Trump substituted two very bad years, in regards to price, for what could have been two years of decent prices. What did we gain from this tremendous sacrifice? Trump emphasizes that the Phase 1 Agreement states that China will buy $40 billion in ag products for each of the next two years, much more than they have ever bought before. China emphasizes that per the agreement they will buy to fill their market needs, at global competitive prices as required by the World Trade Organization (WTO). During the two years of the tariff war with the United States, China has diversified their sourcing of agricultural products and has assured these sources that they will continue to buy from them. It appears highly unlikely that China will buy $40 billion per year in ag products from the U.S. in the next two years. To enforce the $40 billion per year, Trump would have to increase tariffs on China. This would likely lead to a decline in the stock market prior to the election, which Trump does not want to occur.

Thus, after two devastating years, we are right back where we were before tariffs, with China buying to fulfill their market needs at competitive prices.
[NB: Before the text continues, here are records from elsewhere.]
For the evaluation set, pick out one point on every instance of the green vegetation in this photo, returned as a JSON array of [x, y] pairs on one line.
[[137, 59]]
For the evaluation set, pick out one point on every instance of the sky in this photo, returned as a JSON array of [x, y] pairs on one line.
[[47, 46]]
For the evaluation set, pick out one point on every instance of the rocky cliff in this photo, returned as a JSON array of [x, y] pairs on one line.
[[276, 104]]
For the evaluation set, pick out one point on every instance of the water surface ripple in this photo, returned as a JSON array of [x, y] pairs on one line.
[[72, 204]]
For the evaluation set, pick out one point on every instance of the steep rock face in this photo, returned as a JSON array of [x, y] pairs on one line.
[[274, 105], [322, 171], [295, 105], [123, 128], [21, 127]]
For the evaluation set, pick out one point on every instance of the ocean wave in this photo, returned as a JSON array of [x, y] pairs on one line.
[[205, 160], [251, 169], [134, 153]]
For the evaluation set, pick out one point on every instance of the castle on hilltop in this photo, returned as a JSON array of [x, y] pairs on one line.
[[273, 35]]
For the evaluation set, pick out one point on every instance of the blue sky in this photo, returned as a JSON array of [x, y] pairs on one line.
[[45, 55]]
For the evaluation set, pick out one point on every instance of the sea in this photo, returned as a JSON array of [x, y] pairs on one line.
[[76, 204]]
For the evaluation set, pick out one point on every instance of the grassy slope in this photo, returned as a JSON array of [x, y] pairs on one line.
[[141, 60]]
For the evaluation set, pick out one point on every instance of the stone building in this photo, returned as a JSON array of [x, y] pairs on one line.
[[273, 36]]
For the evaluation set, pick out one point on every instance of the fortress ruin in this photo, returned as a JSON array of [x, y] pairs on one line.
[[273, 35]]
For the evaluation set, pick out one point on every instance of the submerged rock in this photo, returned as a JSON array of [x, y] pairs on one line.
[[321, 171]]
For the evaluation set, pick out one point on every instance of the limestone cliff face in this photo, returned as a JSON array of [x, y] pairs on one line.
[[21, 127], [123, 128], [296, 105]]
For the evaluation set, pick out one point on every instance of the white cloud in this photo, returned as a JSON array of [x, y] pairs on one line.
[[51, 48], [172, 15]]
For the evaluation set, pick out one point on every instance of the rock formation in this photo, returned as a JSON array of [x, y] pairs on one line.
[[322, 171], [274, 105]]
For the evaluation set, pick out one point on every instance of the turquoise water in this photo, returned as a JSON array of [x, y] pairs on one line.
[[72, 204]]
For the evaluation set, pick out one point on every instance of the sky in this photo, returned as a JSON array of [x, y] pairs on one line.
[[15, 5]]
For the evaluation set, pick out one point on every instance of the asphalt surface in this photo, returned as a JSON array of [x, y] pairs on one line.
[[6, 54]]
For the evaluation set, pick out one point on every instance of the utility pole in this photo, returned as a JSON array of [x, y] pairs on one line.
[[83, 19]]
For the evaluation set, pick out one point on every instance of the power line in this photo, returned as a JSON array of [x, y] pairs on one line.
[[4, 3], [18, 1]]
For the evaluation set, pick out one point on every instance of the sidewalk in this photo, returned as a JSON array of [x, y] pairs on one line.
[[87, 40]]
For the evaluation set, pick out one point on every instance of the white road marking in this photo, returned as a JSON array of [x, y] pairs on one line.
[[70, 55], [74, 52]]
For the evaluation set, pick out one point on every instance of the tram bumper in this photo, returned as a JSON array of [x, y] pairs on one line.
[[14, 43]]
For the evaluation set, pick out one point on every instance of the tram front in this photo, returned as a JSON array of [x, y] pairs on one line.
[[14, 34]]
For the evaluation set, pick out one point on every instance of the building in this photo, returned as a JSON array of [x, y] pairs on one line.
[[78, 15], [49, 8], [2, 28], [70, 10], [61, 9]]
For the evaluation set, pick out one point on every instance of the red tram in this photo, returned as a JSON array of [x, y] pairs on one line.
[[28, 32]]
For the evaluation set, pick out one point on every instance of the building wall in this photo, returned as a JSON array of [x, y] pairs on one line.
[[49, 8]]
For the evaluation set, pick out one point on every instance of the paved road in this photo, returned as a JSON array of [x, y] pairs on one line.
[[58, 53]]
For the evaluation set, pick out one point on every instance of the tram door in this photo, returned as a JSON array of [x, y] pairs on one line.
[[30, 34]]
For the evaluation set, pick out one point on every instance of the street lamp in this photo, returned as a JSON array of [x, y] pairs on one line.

Once again, Trump’s rash actions dug a hole for American producers, and this time Trump claimed victory by simply stopping the digging. Of course, he could start digging again if he attempts to enforce the agreement with additional tariffs.

Ron de Yong was Director of Agriculture for Montana for over nine years, taught agricultural policy and economics at Cal Poly State University for seven years, and operated a family farm in Kalispell for over 30 years.